La imagen de Hércules y el tamaño de sus músculos, que captó de una estatua durante una visita al Museo de Brooklyn, le cambiaron su sino de miseria física. Comenzó entonces la rutina de los ejercicios con las pesas, para hacer que de su cuerpo esmirriado emergiera un coloso olímpico.
Nadie daba nada por esa apuesta. Mucho menos él, que vio cómo pasaban los días que dedicaba enteros a la educación física sin que la masa muscular se manifestara, ni su armadura de enclenque se tornara de hierro.
Le faltaba un encuentro. Lo tuvo mucho después con un tigre, en el grato y protector ambiente del zoológico. Nunca supo el tigre, ni tenía porqué saberlo, cómo de allí sacó Siciliano la idea novedosa de cambiar las pesas por cuerdas e inventarse un original equipo de ejercicios que sustituía la carga por la tensión.
Fue una fórmula mágica. Le permitió insuflar su pecho hasta el intimidante tamaño de casi 55 pulgadas y amasar unos bíceps de 17. Atrás quedaron el niño flacuchento y victimado, Hércules y hasta el mismo tigre de canasta. Entonces Siciliano se erigió como lo que vieron sus nuevos amigos, al compararlo con la una estatua porteña que se parecía a él, sobre todo en el mundo de humillaciones que había tenido que llevar a cuestas: era igualito a Atlas.
La vida de Siciliano cambió como tocada por esos mismos hados a los que quería parecerse. Le tomaron fotos a su derroche de músculos y él no cesó de sumar espectáculos de heroísmo a su leyenda, como remolcar un bote nadando con una cuerda amarrada a su cintura.

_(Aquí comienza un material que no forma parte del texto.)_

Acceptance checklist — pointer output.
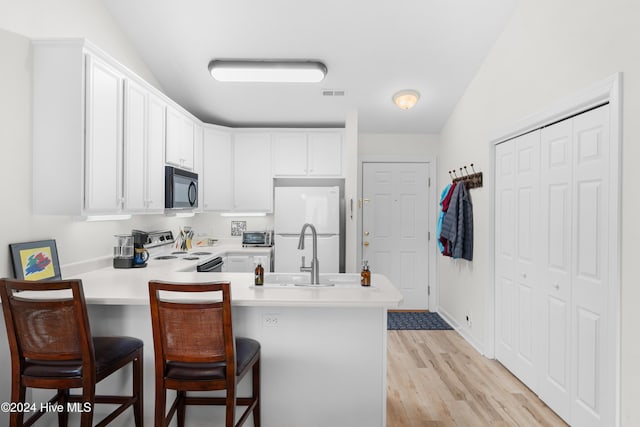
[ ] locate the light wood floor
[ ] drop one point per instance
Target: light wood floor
(435, 378)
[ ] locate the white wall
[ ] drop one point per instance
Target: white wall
(549, 50)
(387, 144)
(78, 18)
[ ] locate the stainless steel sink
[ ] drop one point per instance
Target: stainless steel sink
(284, 280)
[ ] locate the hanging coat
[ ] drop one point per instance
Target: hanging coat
(457, 225)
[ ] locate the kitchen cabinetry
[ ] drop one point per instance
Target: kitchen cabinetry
(243, 263)
(252, 179)
(311, 153)
(78, 130)
(143, 142)
(103, 155)
(99, 134)
(216, 177)
(179, 147)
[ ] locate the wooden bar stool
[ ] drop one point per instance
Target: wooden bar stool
(52, 348)
(195, 350)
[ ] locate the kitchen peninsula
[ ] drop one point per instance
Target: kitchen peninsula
(323, 348)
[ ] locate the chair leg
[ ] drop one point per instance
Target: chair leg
(63, 416)
(161, 404)
(88, 395)
(138, 381)
(231, 405)
(18, 392)
(182, 407)
(255, 384)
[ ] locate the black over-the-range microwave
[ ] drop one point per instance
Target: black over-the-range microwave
(180, 188)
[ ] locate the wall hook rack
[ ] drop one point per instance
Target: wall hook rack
(470, 180)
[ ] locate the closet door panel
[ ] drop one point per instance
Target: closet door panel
(556, 226)
(505, 252)
(517, 205)
(527, 158)
(591, 377)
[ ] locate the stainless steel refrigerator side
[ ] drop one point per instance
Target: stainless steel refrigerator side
(321, 182)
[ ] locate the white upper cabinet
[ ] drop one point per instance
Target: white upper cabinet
(252, 179)
(216, 179)
(144, 126)
(325, 153)
(154, 169)
(99, 134)
(290, 154)
(103, 155)
(180, 139)
(307, 153)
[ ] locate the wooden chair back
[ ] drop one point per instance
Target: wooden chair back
(195, 329)
(44, 325)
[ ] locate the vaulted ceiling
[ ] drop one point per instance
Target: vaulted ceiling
(372, 49)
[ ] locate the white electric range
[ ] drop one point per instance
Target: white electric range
(162, 248)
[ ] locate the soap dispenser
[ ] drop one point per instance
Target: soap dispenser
(259, 275)
(365, 274)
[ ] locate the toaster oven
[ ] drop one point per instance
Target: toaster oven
(257, 238)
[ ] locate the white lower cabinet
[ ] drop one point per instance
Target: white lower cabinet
(239, 263)
(552, 267)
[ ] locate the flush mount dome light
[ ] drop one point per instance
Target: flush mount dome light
(271, 71)
(406, 99)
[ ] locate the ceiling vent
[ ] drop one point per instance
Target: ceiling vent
(330, 92)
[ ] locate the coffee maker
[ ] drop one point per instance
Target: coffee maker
(123, 251)
(140, 254)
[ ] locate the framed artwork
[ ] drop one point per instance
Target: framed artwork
(237, 227)
(35, 260)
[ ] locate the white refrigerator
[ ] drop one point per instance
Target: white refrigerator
(295, 206)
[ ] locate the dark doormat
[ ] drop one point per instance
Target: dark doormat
(416, 320)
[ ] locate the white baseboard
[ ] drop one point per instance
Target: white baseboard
(463, 331)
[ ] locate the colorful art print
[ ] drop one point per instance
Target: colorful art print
(35, 260)
(237, 227)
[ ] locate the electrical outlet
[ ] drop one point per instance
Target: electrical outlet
(271, 320)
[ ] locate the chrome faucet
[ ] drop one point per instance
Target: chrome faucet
(315, 276)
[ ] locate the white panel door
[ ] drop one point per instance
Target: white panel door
(517, 204)
(395, 223)
(556, 221)
(593, 367)
(505, 252)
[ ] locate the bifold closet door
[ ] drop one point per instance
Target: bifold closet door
(517, 243)
(577, 378)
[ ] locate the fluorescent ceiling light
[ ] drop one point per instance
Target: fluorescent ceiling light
(271, 71)
(243, 214)
(406, 99)
(180, 214)
(93, 218)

En 1922 dejó para siempre atrás su pasado de pena, cuando la revista “Cultura Física” lo eligió como “El hombre más perfectamente desarrollado del mundo”. También le decían “El hombre Tigre”, pero pasó a entronizarse con un nombre que lo dejó clavado a la fama y al mérito de cambiar la mente y el cuerpo de muchos hombres: Charles Atlas.
Lo que vino después fue la eclosión de un negocio que popularizó las tensiones isométricas que había ingeniado Siciliano, conduciendo a millones de varones en el mundo a abandonar sus cuerpos de insuficiencia, tensionando con sus músculos la fuerza el carácter, sin las cuales la masa física termina convertida en un disfraz de chiste. Charles Atlas marcó un hito en la historia del ejercicio, y hasta su muerte de una traición del corazón fue un ejemplo de cómo uno puede ser lo que se propone si está dispuesto a pagar el precio del sacrificio permanente y de la dedicación correcta.

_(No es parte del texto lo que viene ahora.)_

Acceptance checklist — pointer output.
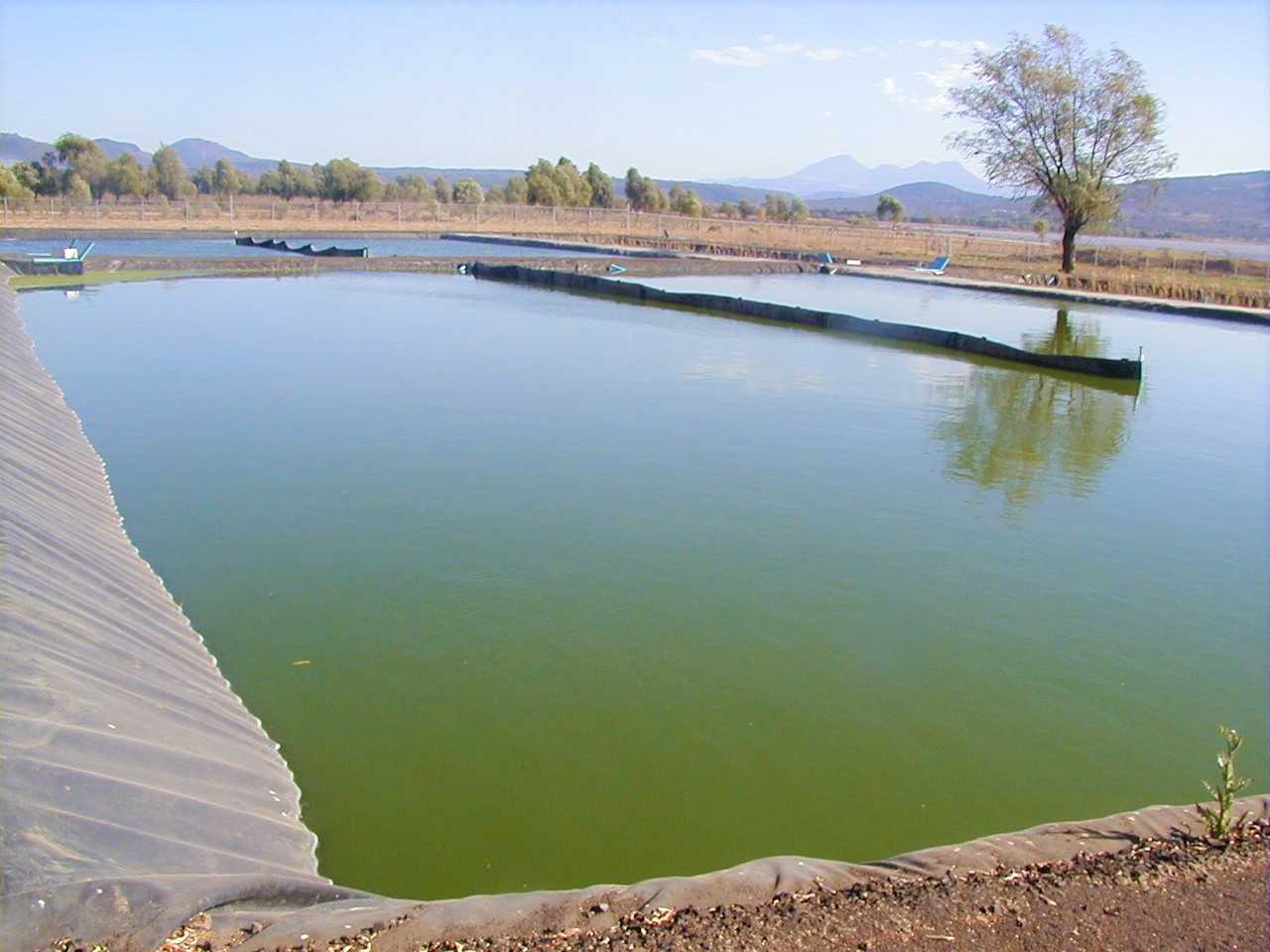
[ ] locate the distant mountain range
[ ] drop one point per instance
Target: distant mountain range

Conocí a Charles Atlas cuando yo era niño. Otro de los cabezazos de Siciliano fue rematar los cuentos de historietas, esos que fueron el verdadero Quijote de mi generación, con un aviso de su método taumatúrgico. Allí aparecía él, imponente y enhiesto, con sus músculos saliéndose del papel y las humillantes referencias al pasado, cuando era “un alfeñique de 40 kilos”. Para quienes estaban más cerca del pretérito que de ese físico de portento, estaba el curso y las cuerdas, y al final, la mirada de unas muchachas dibujadas con los ojos abiertos y posados sobre los bíceps insultantes de Charles Atlas.
¿En cuántos hombres influyó Charles Atlas, cuando no había colosos como Schwarzenegger, ni existía el Bodytech? Miles, millones. Nunca se sabrá si al cerrar una historia de Chanoc o Arandú, de Blue Demon o de El Llanero Solitario, de Red Ryder o de El Santo, uno encontraba la imagen de Charles Atlas, y simplemente, quería ser como él. Para parecerse a ellos. Para que ellas nos regalaran un poquito de la mirada que generosamente tributaban al tigre.